27 janvier 2009

Elektra & Wolverine : une traductrice loin de la rédemption

Une tentative originale mais un peu fade qui vire, en VF, au grand n'importe quoi, cela donne Elektra & Wolverine : Le rédempteur. Un ouvrage paru il y a quelques années dans la collection Marvel Graphic Novel.

Elektra est une tueuse. Elle a été engagée pour éliminer un homme durant son sommeil. Et, comme toujours, sa cible n'a pas une chance de lui échapper. Seulement, cette fois, un témoin a aperçu le visage de la ninja. Une petite fille a vu le crime se dérouler sous ses yeux et est maintenant en danger. Pour la protéger, l'on fait alors appel à un type ronchon et solitaire, un tueur également, aux sens décuplés et à la rage animale.
Wolverine et Elektra devront s'affronter et se montrer sans pitié. Parce que c'est leur job, leur destin... et parce que dans l'ombre, quelqu'un est assez fou pour les manipuler.
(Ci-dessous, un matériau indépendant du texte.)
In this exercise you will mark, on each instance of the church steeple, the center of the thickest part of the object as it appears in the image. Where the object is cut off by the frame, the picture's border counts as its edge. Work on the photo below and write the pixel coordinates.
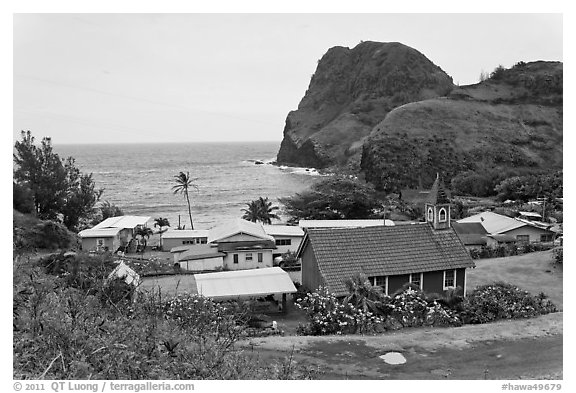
(437, 206)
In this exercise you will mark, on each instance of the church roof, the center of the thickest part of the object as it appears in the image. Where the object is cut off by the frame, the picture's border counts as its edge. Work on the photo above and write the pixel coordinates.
(438, 193)
(383, 251)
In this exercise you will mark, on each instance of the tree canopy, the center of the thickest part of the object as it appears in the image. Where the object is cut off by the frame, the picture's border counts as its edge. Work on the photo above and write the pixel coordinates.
(261, 210)
(183, 185)
(59, 190)
(332, 199)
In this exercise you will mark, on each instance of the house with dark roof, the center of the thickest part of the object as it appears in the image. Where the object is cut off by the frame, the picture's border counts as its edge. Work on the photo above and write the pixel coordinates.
(428, 254)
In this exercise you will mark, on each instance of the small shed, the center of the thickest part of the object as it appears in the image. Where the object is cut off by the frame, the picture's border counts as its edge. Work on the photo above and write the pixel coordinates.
(245, 284)
(183, 237)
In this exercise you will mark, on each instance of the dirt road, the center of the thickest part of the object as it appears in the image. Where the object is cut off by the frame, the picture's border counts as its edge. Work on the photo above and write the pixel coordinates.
(523, 349)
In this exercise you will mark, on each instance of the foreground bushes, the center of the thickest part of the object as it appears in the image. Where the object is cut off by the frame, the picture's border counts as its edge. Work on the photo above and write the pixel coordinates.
(489, 303)
(410, 307)
(507, 250)
(86, 327)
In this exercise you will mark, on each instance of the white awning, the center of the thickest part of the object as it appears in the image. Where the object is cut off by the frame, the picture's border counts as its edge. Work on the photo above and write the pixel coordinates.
(253, 282)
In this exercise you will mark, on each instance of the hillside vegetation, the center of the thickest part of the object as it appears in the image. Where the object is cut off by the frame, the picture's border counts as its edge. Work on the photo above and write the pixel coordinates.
(386, 111)
(510, 124)
(351, 91)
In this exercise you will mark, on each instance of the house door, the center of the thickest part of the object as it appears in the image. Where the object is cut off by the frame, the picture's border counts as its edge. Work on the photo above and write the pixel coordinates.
(100, 244)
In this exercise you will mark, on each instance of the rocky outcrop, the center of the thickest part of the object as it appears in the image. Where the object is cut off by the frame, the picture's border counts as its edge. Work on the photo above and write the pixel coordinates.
(351, 91)
(507, 125)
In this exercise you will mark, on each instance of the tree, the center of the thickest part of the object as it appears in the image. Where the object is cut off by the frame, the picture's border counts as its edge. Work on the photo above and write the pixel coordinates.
(81, 195)
(22, 198)
(144, 233)
(333, 199)
(110, 210)
(161, 222)
(58, 188)
(183, 185)
(361, 294)
(261, 210)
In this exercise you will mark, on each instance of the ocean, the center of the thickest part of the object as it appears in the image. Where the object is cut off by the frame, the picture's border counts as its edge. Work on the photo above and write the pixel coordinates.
(138, 178)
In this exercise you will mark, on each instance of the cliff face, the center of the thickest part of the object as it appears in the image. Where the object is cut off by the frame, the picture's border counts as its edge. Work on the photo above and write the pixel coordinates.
(352, 91)
(506, 125)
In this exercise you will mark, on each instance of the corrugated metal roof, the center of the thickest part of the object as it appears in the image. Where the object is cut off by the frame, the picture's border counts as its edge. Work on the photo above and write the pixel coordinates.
(123, 222)
(381, 251)
(254, 245)
(530, 214)
(283, 230)
(200, 251)
(503, 238)
(344, 223)
(236, 227)
(251, 282)
(469, 228)
(185, 233)
(493, 222)
(104, 232)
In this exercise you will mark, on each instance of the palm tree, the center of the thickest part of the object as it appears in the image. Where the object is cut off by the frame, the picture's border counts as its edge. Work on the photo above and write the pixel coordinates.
(362, 294)
(183, 184)
(261, 210)
(161, 222)
(144, 233)
(252, 212)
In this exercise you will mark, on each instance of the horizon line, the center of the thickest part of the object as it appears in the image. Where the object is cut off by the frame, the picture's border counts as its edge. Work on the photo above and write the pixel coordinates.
(162, 143)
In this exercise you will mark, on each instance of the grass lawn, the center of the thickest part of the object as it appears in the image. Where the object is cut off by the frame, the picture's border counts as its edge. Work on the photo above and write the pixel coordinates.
(533, 272)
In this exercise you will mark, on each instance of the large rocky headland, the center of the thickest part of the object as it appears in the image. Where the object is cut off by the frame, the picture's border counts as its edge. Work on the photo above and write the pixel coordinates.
(386, 112)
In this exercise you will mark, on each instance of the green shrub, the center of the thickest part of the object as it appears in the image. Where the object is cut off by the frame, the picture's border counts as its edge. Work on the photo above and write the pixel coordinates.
(22, 198)
(558, 254)
(500, 300)
(66, 332)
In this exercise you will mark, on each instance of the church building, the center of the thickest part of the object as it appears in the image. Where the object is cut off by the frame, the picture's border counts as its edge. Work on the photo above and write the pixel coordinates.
(427, 254)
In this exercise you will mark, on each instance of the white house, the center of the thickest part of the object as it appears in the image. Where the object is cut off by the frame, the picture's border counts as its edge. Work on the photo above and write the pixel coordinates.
(240, 244)
(286, 237)
(174, 238)
(112, 233)
(523, 230)
(315, 224)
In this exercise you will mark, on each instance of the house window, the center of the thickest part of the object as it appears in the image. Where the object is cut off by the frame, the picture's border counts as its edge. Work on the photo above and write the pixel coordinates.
(449, 278)
(379, 281)
(416, 279)
(442, 215)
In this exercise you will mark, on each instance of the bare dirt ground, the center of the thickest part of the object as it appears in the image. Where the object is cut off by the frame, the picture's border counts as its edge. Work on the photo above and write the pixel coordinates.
(521, 349)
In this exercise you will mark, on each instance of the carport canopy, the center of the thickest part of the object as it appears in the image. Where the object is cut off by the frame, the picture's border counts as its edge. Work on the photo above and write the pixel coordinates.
(253, 282)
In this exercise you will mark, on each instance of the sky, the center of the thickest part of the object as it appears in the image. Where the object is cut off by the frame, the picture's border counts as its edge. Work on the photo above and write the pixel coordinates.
(148, 78)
Voilà un projet qui paraissait au départ plutôt attrayant puisqu'il s'agit en fait d'un texte illustré. Mais si aborder nos héros sous une forme un peu différente - ici une sorte de novella - est en soi une bonne idée, elle est loin d'être suffisante. L'histoire tout d'abord, de Greg Rucka, s'avère convenue et sans surprise. Les personnages manquent singulièrement de charisme, le "méchant" est franchement insipide, les rares rebondissement sont plutôt téléphonés et, pire encore, les scènes d'action se révèlent vite ennuyeuses au possible. Mais là, Rucka n'est sans doute pas le seul responsable. Cette version française est signée Geneviève Coulomb. Ceux qui connaissent déjà son travail sur les séries régulières sont habitués à serrer les dents, les fesses et, d'une manière générale, tout ce qu'il est physiquement possible de serrer, rien qu'à la lecture de son nom. Mais ce qui pouvait encore passer sur de simples dialogues à insérer dans une BD devient, ici, une démonstration exceptionnelle d'impéritie. Certaines phrases frisent l'imbécillité au niveau du sens, des termes sont incorrectement employés, lorsqu'il n'y a pas de fautes, les tournures sont ou plates ou incroyablement maladroites et empruntes de lourdeur, le tout saupoudré de répétitions et des habituelles erreurs d'impression. Même la ponctuation est utilisée de manière impropre ! Je crois n'avoir jamais vu jusqu'ici quelqu'un d'aussi peu à sa place dans le monde de l'édition, même le type qui a rédigé le manuel d'entretien de ma bagnole était plus inspiré... bien évidemment, la traductrice (enfin, la personne qui essaie de traduire) n'est pas la seule fautive. Pour valider un tel... "travail", soit les responsables de Panini ne se rendent pas compte du niveau requis pour adapter une oeuvre, soit ils s'en foutent. Le résultat, lui, est misérable.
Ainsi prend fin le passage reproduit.